It suggested 80% of the 9,500 retiree households surveyed only spent up to the level considered to provide a “basic: annual living standard in retirement – couples spent $43,226 a year on average while singles spent $23,797.
The retirement living standard referred to is based on the Association of Superannuation Funds of Australia’s (ASFA) retirement standard, although AIST says its study “does not represent a re-examination or critique of the ASFA standard, which has a different methodology and remains a useful benchmark”.
One of AIST’s concerns, which formed part of its drive to commission the study, was that “there has been little research into the real experiences of Australian retirees, with superannuation outcomes largely measured against budget standards”. It says learning more about retirees’ actual expenditure in retirement would help the government and super industry come to evidence-based decisions about adequacy and super policy.
It concludes, for example, that more still needed to be done to increase the equitability of the system, with the research showing that 15% of retirees were renters, and 8% were beginning their retirement with a home loan still to pay off.

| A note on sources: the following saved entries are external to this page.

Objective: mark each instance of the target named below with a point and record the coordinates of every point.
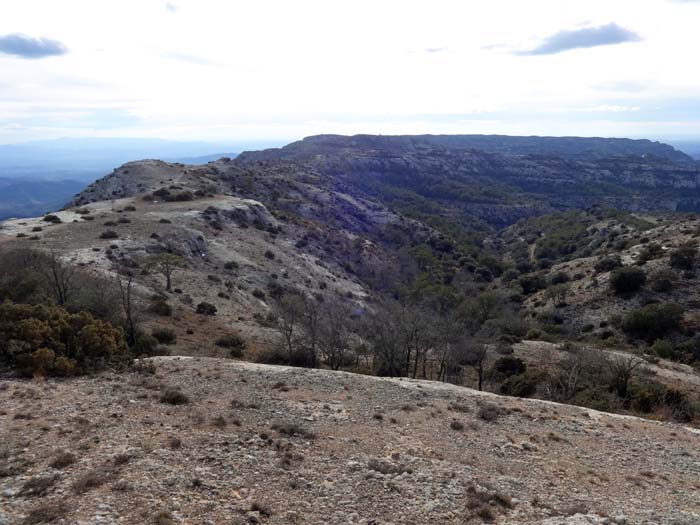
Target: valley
(457, 329)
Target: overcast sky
(283, 69)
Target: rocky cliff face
(508, 178)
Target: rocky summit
(369, 329)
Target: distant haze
(277, 70)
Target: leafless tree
(335, 332)
(59, 278)
(622, 369)
(129, 320)
(290, 318)
(164, 264)
(474, 355)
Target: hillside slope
(263, 444)
(501, 184)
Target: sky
(278, 70)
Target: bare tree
(59, 278)
(311, 325)
(290, 317)
(335, 332)
(622, 368)
(474, 356)
(164, 264)
(129, 320)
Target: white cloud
(273, 68)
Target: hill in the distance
(565, 285)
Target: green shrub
(205, 308)
(653, 321)
(684, 257)
(49, 340)
(662, 281)
(532, 283)
(145, 345)
(234, 343)
(55, 219)
(608, 264)
(165, 336)
(520, 385)
(649, 252)
(664, 349)
(627, 280)
(509, 366)
(172, 396)
(161, 307)
(109, 234)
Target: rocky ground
(212, 441)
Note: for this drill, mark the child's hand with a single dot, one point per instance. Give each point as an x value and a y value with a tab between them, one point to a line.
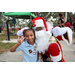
20	41
40	57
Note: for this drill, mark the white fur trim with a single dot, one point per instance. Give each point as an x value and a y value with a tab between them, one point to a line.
69	31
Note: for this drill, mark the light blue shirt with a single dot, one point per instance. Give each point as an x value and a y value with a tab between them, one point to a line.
29	53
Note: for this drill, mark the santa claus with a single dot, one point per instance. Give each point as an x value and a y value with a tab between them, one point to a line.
47	38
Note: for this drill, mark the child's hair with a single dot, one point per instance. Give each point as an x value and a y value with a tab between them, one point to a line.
60	14
30	30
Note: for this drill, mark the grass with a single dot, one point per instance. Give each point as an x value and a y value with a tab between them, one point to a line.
5	47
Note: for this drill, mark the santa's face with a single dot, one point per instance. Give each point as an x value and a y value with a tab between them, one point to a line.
42	39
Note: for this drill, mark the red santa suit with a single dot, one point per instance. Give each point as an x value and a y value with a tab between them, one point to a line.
53	49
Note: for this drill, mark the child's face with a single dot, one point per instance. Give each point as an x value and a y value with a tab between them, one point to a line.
29	36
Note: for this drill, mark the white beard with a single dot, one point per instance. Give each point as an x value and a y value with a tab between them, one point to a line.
42	40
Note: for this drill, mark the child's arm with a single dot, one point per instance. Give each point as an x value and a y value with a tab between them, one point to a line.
13	49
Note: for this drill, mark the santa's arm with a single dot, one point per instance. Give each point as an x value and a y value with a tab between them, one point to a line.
64	34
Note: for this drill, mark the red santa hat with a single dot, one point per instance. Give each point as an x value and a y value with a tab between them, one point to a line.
39	22
55	52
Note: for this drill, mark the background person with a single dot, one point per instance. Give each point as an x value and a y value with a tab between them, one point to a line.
61	20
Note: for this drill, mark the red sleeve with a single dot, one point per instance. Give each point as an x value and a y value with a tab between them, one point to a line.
59	38
53	49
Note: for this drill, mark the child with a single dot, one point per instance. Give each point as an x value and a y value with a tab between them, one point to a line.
28	46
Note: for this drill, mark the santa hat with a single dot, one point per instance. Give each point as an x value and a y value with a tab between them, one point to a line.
39	22
55	52
69	32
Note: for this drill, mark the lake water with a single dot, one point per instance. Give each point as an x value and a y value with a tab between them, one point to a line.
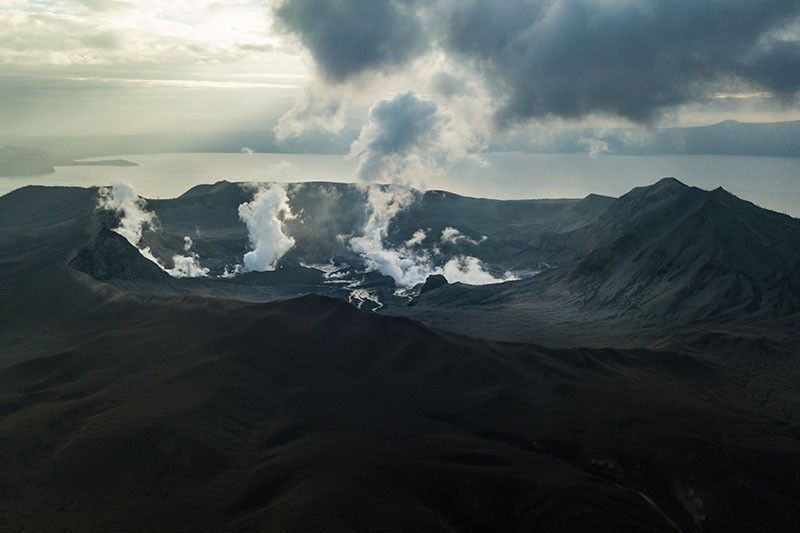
767	181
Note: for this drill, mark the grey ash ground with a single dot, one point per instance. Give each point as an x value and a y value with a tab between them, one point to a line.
646	379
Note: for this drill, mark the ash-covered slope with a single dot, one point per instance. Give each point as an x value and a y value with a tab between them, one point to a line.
308	414
674	250
111	256
510	235
125	411
663	262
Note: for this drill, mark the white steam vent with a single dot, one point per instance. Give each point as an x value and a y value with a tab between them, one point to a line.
264	216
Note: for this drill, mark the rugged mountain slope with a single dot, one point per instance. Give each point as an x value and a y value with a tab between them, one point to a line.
512	235
661	262
675	250
125	411
308	414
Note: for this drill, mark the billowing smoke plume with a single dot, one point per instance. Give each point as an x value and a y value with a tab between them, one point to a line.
264	217
187	266
409	264
453	236
405	137
469	270
121	199
406	267
131	209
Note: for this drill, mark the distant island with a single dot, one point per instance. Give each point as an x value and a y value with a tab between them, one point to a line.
22	161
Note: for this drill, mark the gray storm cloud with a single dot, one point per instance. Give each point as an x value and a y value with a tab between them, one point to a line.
404	134
348	38
566	58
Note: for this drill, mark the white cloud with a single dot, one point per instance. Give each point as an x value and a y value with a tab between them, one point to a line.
416	239
264	217
451	235
121	198
469	270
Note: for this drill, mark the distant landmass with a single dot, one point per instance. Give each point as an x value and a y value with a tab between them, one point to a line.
772	139
22	161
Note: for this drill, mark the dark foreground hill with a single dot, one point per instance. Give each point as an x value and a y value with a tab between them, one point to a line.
123	411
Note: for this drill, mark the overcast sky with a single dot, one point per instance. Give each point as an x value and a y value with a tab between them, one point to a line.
478	67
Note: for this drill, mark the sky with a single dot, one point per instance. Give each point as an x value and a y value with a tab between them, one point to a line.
395	83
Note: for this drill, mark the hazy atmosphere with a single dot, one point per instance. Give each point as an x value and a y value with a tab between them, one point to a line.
400	265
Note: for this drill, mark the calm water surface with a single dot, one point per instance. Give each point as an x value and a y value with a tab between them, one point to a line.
767	181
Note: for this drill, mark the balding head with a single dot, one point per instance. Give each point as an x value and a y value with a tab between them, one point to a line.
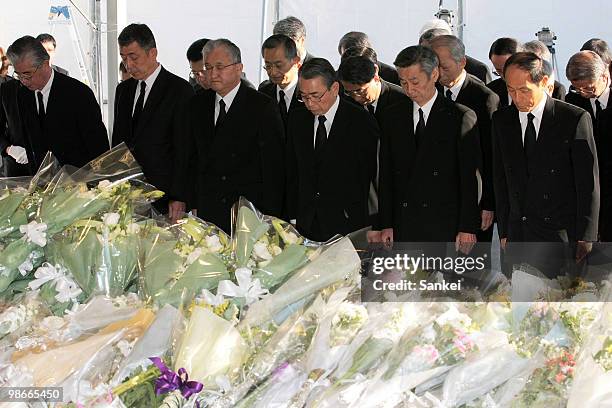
588	73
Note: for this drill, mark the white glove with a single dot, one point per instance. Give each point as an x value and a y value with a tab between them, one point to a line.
18	153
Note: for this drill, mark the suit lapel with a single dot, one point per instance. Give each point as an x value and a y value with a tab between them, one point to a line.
158	90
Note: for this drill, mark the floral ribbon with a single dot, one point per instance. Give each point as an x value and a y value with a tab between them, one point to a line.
169	381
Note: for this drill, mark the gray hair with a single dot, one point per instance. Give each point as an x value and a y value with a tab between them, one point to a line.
290	26
417	54
452	43
538	48
427	36
231	48
25	47
585	65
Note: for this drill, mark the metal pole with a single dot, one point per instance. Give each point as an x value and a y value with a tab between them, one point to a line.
112	59
264	21
461	17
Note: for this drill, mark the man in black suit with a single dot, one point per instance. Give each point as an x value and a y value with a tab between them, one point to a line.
281	63
555	88
46	111
500	51
361	82
198	77
590	80
240	142
48	41
359	39
472	65
293	28
545	168
466	89
150	117
331	157
429	157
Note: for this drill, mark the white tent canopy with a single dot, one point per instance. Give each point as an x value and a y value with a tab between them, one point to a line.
391	25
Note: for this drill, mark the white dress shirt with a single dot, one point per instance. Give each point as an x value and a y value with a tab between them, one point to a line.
228	99
457	87
329	119
289	91
426	110
45	91
537	112
149	84
603	99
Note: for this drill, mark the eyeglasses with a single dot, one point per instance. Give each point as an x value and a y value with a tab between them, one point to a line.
196	74
357	92
309	98
25	76
585	90
218	67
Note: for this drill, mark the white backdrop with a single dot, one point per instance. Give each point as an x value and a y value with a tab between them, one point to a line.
391	25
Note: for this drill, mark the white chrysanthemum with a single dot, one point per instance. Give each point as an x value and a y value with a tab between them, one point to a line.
213	243
12	319
111	219
260	250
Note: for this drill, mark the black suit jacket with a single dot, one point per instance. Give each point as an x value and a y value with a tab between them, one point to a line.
499	87
477	68
327	192
159	142
245	156
559	91
388	73
475	95
60	70
429	194
72	130
603	140
269	88
560	190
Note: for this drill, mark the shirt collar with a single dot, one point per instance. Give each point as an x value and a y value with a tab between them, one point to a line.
457	87
604	97
47	88
331	113
538	111
150	80
289	89
426	108
229	98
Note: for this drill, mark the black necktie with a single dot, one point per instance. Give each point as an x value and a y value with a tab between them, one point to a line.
530	136
139	105
321	136
598	108
41	107
222	114
282	104
419	133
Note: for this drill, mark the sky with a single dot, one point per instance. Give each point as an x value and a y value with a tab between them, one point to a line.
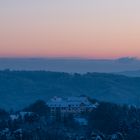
70	28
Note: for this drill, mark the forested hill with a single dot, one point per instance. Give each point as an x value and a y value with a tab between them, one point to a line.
20	88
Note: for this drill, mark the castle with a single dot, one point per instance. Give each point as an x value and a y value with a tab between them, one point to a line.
70	105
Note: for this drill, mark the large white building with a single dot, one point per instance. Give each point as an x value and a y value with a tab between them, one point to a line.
70	104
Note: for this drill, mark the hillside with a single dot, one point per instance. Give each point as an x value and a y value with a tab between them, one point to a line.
20	88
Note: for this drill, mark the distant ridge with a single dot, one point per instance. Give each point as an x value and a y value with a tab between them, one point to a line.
71	65
20	88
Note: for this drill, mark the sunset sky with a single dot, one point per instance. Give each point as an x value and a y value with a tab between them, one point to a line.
70	28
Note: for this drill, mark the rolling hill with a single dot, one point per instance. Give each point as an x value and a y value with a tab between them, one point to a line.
20	88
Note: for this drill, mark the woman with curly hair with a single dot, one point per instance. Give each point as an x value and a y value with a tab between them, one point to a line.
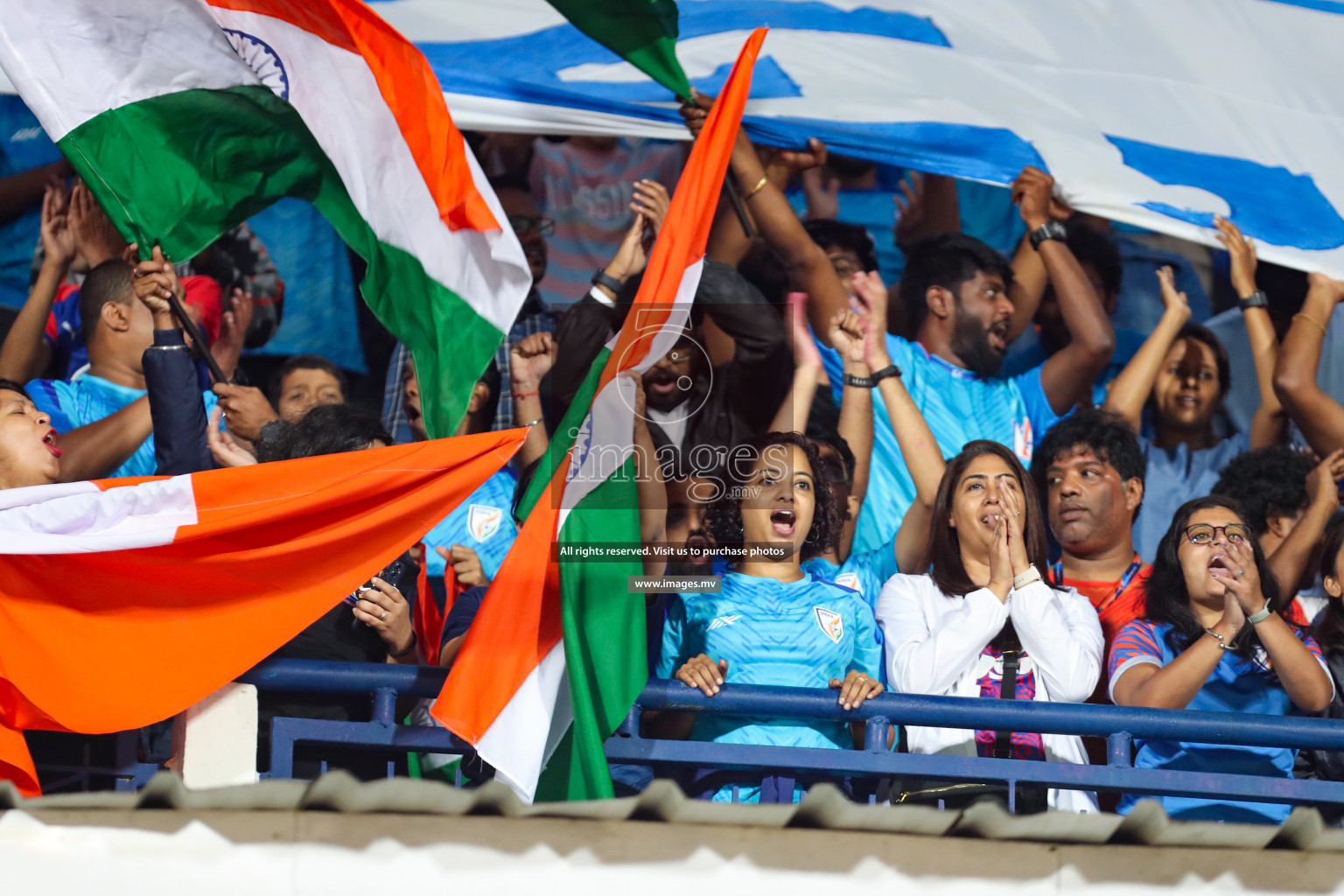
985	624
1213	641
772	624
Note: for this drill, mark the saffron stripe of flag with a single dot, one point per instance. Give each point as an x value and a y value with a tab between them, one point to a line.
122	602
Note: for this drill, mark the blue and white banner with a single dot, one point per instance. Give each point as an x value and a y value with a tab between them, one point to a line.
1158	113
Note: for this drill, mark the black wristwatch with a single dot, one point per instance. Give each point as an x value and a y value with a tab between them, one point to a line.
858	382
872	379
602	278
890	369
1256	300
1050	230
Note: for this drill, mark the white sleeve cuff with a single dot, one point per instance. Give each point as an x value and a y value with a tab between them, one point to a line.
1125	667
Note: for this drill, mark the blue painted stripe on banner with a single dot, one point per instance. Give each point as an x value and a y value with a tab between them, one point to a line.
536	58
1268	203
769	80
1320	5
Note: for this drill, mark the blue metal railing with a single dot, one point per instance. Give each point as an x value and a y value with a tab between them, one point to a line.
1120	725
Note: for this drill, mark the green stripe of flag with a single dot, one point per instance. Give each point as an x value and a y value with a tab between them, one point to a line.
642	32
186	167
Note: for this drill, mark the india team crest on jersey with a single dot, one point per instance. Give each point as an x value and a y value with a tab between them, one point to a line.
483	520
830	622
1023	439
850	580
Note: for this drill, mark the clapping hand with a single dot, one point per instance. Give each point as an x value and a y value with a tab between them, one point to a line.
1173	301
1243	256
847	336
1033	193
58	238
872	296
529	359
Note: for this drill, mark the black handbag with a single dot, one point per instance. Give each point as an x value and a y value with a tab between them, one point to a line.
1028	798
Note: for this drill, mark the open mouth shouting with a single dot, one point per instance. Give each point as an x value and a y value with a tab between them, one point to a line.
663	383
784	522
998	336
1071	512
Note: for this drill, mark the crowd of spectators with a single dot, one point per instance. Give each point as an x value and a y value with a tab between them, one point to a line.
998	442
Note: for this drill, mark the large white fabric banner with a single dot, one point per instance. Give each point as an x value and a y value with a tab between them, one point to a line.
1158	113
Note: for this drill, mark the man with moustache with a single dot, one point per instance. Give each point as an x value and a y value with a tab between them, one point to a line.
1090	472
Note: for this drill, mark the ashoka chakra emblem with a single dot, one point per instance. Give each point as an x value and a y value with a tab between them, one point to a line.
262	58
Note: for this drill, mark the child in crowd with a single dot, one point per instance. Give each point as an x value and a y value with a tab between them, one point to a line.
1211	641
1183	373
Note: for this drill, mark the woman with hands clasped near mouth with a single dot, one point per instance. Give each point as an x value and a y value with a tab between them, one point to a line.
1211	641
772	624
985	624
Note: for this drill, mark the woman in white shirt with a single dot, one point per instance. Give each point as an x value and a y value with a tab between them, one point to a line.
983	602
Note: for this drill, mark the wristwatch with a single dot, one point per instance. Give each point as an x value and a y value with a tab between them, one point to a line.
602	278
859	382
1256	300
1260	617
1032	574
890	369
1050	230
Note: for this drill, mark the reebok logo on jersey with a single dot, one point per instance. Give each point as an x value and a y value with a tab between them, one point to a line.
850	580
483	520
1023	439
830	622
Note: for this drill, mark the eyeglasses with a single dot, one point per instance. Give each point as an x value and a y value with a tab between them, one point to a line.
523	225
844	268
1205	534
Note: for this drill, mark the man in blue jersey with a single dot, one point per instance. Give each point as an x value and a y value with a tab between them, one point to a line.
955	290
104	416
479	532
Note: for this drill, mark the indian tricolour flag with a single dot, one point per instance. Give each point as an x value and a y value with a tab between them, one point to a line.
122	602
186	117
556	653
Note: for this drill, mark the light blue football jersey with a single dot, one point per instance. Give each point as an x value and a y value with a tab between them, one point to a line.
958	407
483	522
88	399
797	634
862	572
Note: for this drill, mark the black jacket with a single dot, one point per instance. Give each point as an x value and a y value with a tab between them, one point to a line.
175	406
739	396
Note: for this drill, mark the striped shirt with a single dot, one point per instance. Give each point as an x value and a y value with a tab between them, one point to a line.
589	195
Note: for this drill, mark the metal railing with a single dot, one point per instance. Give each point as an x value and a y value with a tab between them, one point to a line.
1118	725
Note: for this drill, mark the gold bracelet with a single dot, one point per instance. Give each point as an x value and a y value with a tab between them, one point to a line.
1312	321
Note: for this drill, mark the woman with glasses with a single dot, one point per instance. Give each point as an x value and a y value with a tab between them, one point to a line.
1211	641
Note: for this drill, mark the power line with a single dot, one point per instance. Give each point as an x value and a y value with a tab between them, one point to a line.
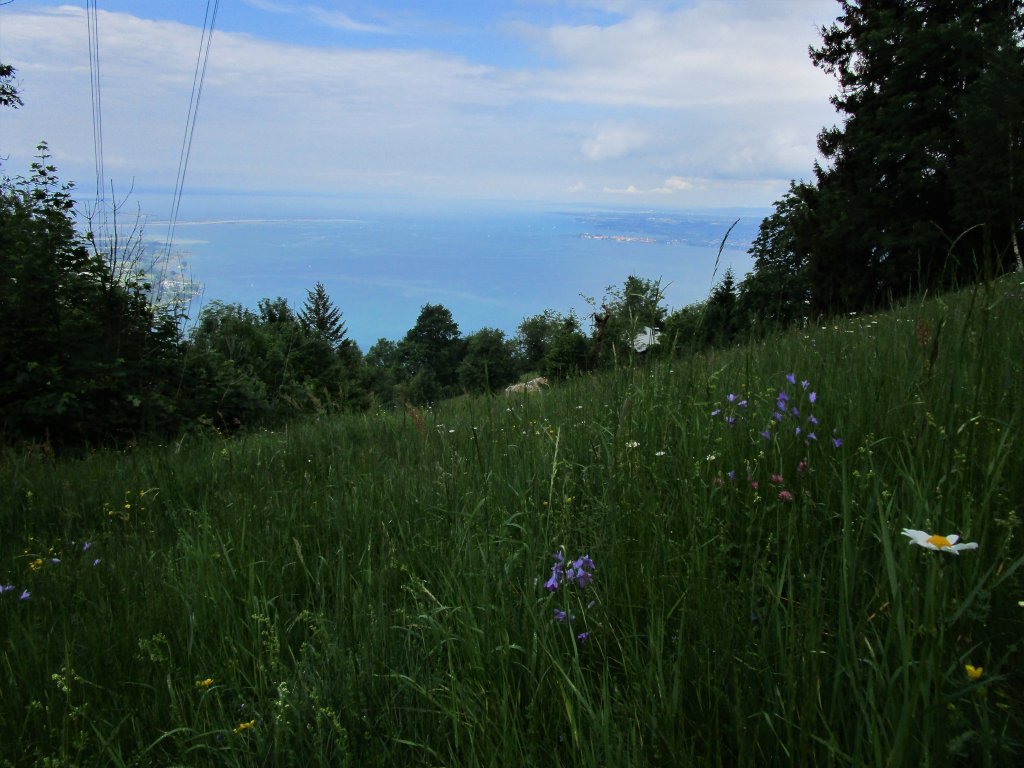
202	59
92	20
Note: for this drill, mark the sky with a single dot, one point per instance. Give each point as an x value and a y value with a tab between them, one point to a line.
390	102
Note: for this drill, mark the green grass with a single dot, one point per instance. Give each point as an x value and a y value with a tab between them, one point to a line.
370	590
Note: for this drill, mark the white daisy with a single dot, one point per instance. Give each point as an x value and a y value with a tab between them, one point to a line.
946	543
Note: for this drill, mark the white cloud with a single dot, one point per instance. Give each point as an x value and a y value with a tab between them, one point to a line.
613	141
708	53
674	184
645	105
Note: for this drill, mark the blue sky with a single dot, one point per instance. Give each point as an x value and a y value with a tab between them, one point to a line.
608	102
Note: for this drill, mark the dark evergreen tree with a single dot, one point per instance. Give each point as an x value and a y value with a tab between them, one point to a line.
886	217
432	344
777	292
322	317
8	88
488	361
720	324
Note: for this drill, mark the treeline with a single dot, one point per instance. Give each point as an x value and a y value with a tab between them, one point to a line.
919	189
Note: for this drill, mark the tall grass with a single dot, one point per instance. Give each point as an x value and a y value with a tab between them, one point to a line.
371	590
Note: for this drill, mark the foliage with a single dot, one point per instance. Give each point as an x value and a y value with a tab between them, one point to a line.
487	363
378	588
534	337
567	351
84	356
246	368
429	354
321	317
897	192
638	304
776	294
8	89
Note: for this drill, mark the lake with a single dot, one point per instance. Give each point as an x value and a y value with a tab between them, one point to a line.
491	267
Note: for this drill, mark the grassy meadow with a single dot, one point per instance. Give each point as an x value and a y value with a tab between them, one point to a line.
383	589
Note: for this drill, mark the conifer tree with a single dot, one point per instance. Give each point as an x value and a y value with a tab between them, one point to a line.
896	211
322	317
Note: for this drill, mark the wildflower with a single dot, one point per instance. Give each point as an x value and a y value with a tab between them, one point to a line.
946	543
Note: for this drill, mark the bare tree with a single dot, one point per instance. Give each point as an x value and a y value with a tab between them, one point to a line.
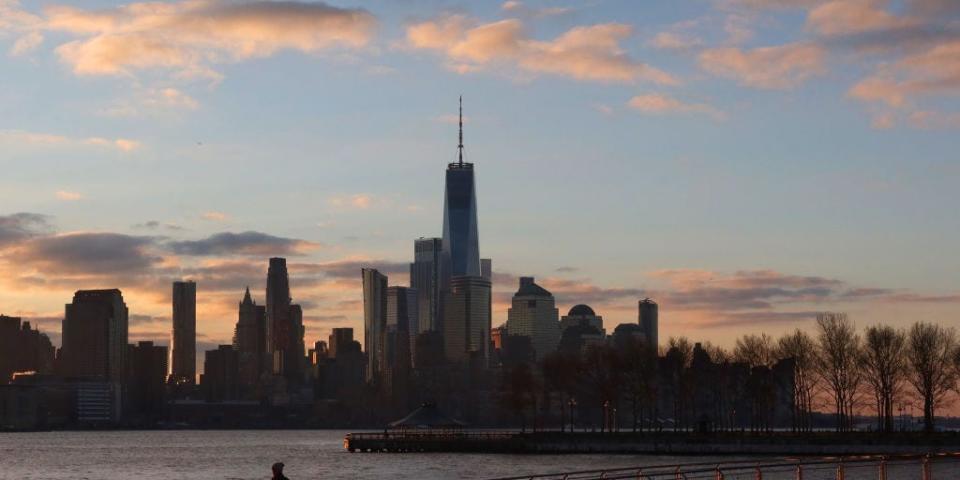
884	366
838	364
803	350
754	350
930	350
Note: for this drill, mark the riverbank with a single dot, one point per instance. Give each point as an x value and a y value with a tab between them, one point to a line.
663	443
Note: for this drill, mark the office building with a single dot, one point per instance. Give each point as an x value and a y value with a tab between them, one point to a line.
95	336
401	319
147	374
425	278
337	339
460	254
23	349
220	380
534	314
374	321
649	322
183	351
582	315
467	319
250	340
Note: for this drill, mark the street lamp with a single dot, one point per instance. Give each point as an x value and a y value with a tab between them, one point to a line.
606	417
573	406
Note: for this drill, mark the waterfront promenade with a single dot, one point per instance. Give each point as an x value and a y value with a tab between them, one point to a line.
674	443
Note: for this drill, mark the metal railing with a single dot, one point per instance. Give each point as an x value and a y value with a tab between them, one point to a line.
833	468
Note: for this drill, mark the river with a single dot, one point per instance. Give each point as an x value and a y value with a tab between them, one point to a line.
247	454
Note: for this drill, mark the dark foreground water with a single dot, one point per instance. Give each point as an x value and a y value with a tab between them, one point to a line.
307	454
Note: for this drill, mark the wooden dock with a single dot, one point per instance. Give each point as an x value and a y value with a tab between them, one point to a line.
663	443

There were also significant regional variations in expenditure levels for retirees across Australia, with those in Sydney recording the highest average household expenditure of around $44,000 compared to around $34,000 for those living in Melbourne and $25,000 for those in Tasmania.
The research also broke down the average household expenditure as a percentage by item, as shown in the graph below (2014 figures).
Other key findings of the research include:
the highest earning households save a significant proportion of their income; for most other households expenditure and income levels are similar, the exception being very low income households which appear to be spending more than their income
15% of all retirees are renters; 8% still have a mortgage to pay off
housing costs are significant for the minority of retirees who do not own their homes
self-funded retirees enjoy a significantly higher standard of living than those relying solely on the Age Pension
overall, this is the wealthiest retired generation ever in Australian history, with household wealth and income continuing to increase with each successive HILDA survey. Further, today’s retirees are spending more than earlier cohorts at a similar age
contrary to findings commonly cited in research, HILDA households do not show a decline in expenditure through the course of retirement
while there is significant income disparity within the HILDA population, the level of household expenditure varies more according to geographic location than it does by level of income. Retirees in NSW spend the most, with retirees in SA and Tasmania spending the least
superannuation has been the fastest growing source of retiree household wealth
wages and super contribute significant income in the early stages of retirement
the key expense for retirees over 65 is groceries and meals eaten out
The report recommends that future HILDA surveys include more research on household goods and services, leisure activities and aged care costs.